Further the resolution points out that Indian tribes, including the Affiliated Tribes of Northwest Indians, are also in opposition to the Exxon-Imperial “Heavy Haul” proposal to transport “tar sands” equipment through the Nez Perce Reservation and across scenic highways, and several Indian tribes have joined in litigation to stop this proposal.

The resolution states that regardless of the concerns of the numerous Tribal Nations and the First Nations of Canada, and the fact that comments are still being collected on the pipeline, the U.S. Environmental Protection Agency issued a “Finding of No Significant Impact” of the proposed pipeline.

The United Tribes resolution was passed during the Fifteenth Annual InterTribal Summit, which had the theme, “Tribal Challenge: Provide a Safe, Secure Environment for Living and Learning With Limited Resources," held Sept. 7--9.

"The U. S. Department of State did not properly consult with the Tribes along the route of the Keystone Excel Pipeline and, as a result of the mechanisms used for what consultation was provided, the affected Tribal Nations were not provided the opportunity for 'free and informed consent; regarding the construction of the pipeline," the resolution states.

"The United Tribes of North Dakota stands in solidarity with the First Nations of Canada and with Tribal Nations in the United States in opposing the Keystone XL pipeline and the Exxon-Imperial Heavy Haul proposal and their negative impacts on cultural sites and the environment in those portions of Indian country over and through which it is proposed to be constructed, and disagrees with the Finding of No Significant Impact issued by the U.S. Environmental Protection Agency, and agrees to file these comments regarding this opposition to the Keystone XL pipeline with the Secretary of State as soon as possible," the resolution states.

Further, the resolution says the pipeline is not in the best interest of the United States.
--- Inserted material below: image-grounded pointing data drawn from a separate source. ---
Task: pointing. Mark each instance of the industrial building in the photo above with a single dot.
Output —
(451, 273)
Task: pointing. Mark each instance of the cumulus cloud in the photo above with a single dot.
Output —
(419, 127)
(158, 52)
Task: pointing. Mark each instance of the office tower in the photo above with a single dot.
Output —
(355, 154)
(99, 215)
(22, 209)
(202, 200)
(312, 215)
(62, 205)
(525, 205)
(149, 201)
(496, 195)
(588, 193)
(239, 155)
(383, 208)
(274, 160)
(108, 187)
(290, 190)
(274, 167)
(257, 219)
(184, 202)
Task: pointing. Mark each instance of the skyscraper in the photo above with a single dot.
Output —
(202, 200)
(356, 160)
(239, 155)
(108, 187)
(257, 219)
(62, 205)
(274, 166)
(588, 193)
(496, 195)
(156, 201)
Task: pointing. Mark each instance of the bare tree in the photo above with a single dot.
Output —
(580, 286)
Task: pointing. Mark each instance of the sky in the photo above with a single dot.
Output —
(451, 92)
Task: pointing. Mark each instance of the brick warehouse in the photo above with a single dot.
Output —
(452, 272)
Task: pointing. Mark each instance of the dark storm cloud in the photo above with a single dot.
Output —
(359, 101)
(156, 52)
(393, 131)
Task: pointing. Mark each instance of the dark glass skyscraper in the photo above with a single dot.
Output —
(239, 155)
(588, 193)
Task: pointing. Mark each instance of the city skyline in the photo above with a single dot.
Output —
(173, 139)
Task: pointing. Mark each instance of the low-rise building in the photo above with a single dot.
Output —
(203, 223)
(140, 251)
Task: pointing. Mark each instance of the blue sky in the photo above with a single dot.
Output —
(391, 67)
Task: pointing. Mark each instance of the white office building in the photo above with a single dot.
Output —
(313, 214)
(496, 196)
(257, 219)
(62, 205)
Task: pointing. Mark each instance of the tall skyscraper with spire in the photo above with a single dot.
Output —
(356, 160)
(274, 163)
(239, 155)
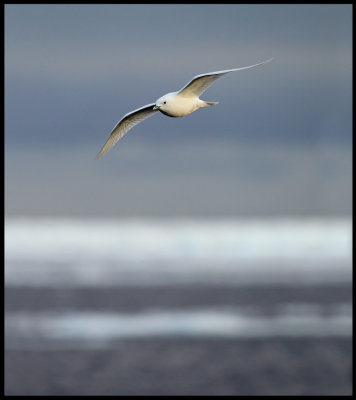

The title of the resolution is: "Opposition to Keystone Excel (“Keystone II”) Pipeline now being considered for authorization by the United States Department of State, on the basis that construction of such pipeline is not in the national interests of the United States."

The United Tribes of North Dakota is an association of the five federally recognized Tribes located in North Dakota, each of which has a government-to-government relationship with the United States established by Treaty, including the Three Affiliated Tribes, the Sisseton Wahpeton Oyaté, the Standing Rock Sioux Tribe, the Spirit Lake Tribe and the Turtle Mountain Band of Chippewa, with a Board of Directors composed of the Chairman and one council member from each member Tribe.